New L4 Load Balancer with native implementation of SRV record service discovery and Docker API service Discovery
How it all began
In the course of working with microservices, we repeatedly encountered problems with the service of discovery during autoscaling, collapse of extra nodes.
Almost all the solutions that existed or exist at the moment were tried, but as usual - nothing fell perfectly on our dynamic environment (dozens of stops / starts of the same type of containers per hour). The closest solution was NGINX + Consul + Consul templates, but it was ugly, required a restart, and it made it impossible to use external helchecks other than through Consul.

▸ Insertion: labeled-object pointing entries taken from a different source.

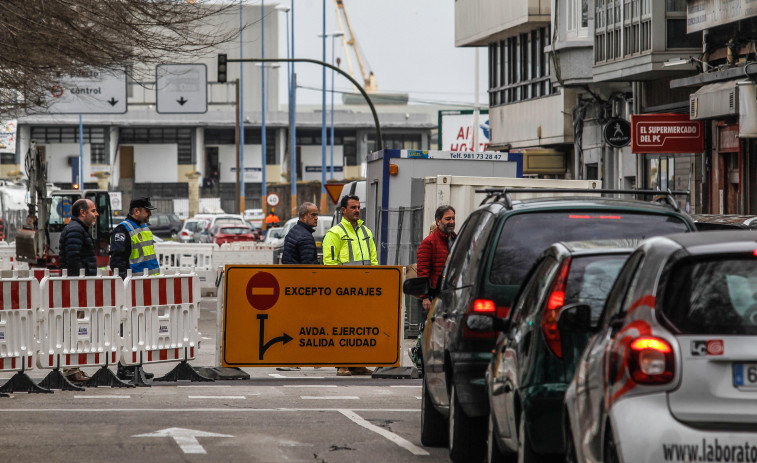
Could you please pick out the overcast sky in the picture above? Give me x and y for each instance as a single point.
(408, 44)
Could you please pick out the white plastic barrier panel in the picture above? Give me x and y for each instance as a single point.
(19, 300)
(243, 253)
(197, 257)
(79, 321)
(162, 318)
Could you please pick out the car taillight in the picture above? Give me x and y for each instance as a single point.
(484, 307)
(555, 301)
(650, 360)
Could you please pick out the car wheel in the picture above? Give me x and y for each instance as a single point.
(493, 453)
(433, 423)
(466, 434)
(570, 444)
(526, 453)
(610, 450)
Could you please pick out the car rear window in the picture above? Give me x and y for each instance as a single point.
(713, 296)
(235, 230)
(590, 280)
(525, 236)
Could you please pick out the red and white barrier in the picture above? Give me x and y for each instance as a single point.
(79, 321)
(19, 301)
(162, 319)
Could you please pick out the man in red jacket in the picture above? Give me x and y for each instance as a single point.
(431, 256)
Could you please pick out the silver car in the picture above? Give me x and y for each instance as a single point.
(671, 373)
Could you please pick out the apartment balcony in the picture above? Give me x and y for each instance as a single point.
(633, 38)
(479, 22)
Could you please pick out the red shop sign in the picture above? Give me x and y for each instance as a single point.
(666, 133)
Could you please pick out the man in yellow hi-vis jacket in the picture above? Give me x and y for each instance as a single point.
(350, 243)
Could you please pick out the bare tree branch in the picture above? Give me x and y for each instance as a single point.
(42, 39)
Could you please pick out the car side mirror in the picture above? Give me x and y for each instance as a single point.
(417, 287)
(575, 318)
(486, 323)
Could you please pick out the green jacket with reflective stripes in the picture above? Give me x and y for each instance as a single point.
(344, 245)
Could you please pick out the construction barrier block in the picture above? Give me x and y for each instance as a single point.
(162, 319)
(19, 301)
(79, 321)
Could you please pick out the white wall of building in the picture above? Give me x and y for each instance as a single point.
(58, 168)
(156, 163)
(227, 158)
(311, 157)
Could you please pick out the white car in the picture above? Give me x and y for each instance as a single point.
(671, 373)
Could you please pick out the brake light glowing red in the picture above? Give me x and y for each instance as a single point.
(651, 343)
(601, 217)
(651, 360)
(555, 301)
(484, 306)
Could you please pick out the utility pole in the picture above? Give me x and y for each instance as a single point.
(240, 204)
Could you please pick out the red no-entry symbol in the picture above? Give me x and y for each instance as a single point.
(263, 291)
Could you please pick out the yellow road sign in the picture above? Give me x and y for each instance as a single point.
(278, 315)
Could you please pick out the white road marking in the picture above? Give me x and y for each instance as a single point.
(102, 396)
(404, 443)
(186, 439)
(332, 397)
(239, 397)
(206, 385)
(309, 385)
(202, 410)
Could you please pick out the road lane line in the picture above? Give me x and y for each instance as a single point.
(333, 397)
(400, 441)
(202, 410)
(310, 385)
(238, 397)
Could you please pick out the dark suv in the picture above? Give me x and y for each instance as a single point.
(494, 250)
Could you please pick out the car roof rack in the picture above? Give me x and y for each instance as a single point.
(494, 195)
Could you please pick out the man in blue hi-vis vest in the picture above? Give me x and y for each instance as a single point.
(132, 248)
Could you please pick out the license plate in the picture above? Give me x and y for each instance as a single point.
(745, 374)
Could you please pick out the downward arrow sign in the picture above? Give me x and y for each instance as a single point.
(186, 439)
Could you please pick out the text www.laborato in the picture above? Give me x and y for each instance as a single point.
(710, 451)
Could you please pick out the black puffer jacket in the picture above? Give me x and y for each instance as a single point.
(77, 249)
(299, 246)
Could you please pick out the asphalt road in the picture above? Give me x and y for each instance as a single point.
(308, 415)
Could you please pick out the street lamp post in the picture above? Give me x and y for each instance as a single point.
(333, 36)
(266, 76)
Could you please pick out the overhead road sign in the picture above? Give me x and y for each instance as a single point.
(181, 89)
(311, 315)
(89, 92)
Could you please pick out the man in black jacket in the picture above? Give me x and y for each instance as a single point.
(77, 248)
(299, 244)
(77, 251)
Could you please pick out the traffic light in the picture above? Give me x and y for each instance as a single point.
(222, 68)
(75, 172)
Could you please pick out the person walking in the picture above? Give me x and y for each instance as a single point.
(299, 244)
(431, 256)
(77, 253)
(131, 248)
(350, 242)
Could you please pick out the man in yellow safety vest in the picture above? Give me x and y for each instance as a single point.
(350, 242)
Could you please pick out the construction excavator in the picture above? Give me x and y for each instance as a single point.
(369, 79)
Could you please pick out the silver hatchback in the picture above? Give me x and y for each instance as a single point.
(671, 373)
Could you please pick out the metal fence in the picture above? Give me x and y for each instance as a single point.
(404, 232)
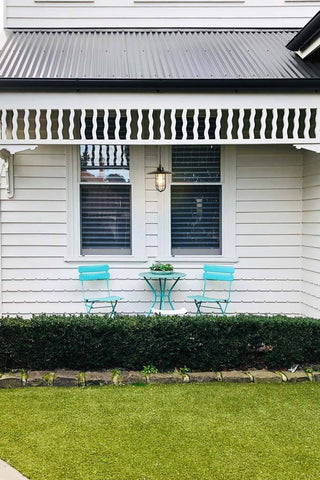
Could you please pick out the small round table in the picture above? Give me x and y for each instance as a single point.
(161, 294)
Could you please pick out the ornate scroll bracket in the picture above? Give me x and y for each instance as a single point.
(7, 153)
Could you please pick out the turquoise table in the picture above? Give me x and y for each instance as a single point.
(160, 293)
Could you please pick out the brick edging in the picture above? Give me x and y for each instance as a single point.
(73, 378)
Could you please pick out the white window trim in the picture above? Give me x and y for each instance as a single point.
(228, 213)
(137, 180)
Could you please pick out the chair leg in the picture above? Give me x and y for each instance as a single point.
(113, 306)
(198, 305)
(223, 309)
(89, 307)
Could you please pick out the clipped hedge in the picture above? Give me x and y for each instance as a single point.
(203, 343)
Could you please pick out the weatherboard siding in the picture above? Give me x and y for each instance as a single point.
(311, 236)
(37, 278)
(158, 14)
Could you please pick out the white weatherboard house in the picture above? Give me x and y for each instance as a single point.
(94, 94)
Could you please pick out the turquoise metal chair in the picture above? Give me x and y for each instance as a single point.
(92, 273)
(218, 273)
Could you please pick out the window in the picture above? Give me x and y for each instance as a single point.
(105, 200)
(196, 200)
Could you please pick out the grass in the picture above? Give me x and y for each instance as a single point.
(196, 432)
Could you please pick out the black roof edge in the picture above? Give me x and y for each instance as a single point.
(159, 84)
(305, 34)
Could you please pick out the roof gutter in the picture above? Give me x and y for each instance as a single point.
(159, 84)
(305, 34)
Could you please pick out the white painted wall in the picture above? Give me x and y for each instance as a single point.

In general, as always happens - it was decided to write your decision. During the discussion, dozens of things surfaced that would be good to implement, the most critical for us and interesting for the public were selected from.
The incorporated functionality on the first iteration
Types of balancing:
Iphash
Leastconn
Roundrobin
Weight
Discovery (definition of the backend pool for each frontend):
Static is just a list of servers in the config.
Docker - a request to the Docker / Swarm docker API filtered by label and internal ports of the container.
Exec - initiating the launch of an external script, reading from stdout and parsing it on a regular basis (while it is registered hard).
JSON - requests through an http request a URL and parses it by patterns (supports multi-level JSON).
Plaintext - requests a URL through an http request and parses it according to the regular expression specified in the config.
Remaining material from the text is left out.